Greg Sevart wrote:
Indeed. StorageReview's piece specifically made it look damn impressive. Most
interesting, however, is that they were able to dramatically improve multi-user
performance (and hence enterprise appeal) without dropping single-user
performance (enthusiast appeal). You usually have to optimize for one or the
other. True enterprise-like multi-user performance of the previous generation
Raptors wasn't that great compared to SCSI/SAS 10k drives. Gen IV makes them at
least competitive.
I'm hoping we see a single-platter 150GB model shortly after the 300GB becomes
available mid May--and hopefully at a good price point. I don't care about the
space--I have a 6TB RAID6 array for capacity. With the 300GB model carrying an
MSRP of $299, a ~$200 150GB drive would be about ideal.

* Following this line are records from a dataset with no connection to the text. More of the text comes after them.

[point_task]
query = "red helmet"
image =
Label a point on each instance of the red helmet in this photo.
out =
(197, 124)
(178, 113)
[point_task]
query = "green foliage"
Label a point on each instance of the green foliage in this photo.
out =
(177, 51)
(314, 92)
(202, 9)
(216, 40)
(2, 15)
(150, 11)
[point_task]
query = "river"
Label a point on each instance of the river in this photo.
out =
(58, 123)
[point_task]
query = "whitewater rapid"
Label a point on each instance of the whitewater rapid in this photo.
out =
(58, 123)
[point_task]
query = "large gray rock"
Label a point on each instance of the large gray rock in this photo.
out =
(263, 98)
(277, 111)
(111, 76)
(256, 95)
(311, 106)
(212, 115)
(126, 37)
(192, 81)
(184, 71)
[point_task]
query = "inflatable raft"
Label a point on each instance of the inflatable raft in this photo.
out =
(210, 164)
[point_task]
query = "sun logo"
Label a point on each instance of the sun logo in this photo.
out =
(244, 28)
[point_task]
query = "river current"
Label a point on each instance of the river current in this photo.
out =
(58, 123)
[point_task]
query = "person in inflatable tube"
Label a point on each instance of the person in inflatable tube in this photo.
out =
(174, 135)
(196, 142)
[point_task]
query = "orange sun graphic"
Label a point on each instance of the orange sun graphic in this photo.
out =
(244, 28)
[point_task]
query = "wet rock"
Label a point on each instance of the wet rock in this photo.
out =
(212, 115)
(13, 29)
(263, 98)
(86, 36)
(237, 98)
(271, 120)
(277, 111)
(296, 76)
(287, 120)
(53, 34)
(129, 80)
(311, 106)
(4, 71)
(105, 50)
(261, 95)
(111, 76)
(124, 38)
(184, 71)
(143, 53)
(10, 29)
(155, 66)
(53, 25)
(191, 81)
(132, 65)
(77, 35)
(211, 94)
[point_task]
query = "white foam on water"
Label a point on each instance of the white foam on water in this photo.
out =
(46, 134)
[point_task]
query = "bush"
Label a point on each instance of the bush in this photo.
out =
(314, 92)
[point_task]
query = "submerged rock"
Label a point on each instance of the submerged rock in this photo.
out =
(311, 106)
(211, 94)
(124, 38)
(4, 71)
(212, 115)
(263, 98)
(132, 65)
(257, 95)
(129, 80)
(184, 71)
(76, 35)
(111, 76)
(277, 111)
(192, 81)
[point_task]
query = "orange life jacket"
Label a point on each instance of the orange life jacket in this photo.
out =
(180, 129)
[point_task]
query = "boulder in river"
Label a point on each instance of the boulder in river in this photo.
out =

Western Digital made a fatal mistake, which will keep me from using many
of these drives.
The drive is a 2.5" drive in a heatsink. Instead of putting the drive
in the middle, and using an extension cable set to put the SATA and SATA
power connectors in the "correct" location, they put the drive at the
back. This means that I can't use the drive in a sata/sas hot swap unit.
Harry
Greg
-----Original Message-----
From: [EMAIL PROTECTED] [mailto:hardware-
[EMAIL PROTECTED] On Behalf Of Naushad, Zulfiqar
Sent: Tuesday, April 22, 2008 10:00 AM
To: [email protected]
Subject: [H] VELOCIRAPTOR
Pretty intense!!!
Performance is fantastic in some cases.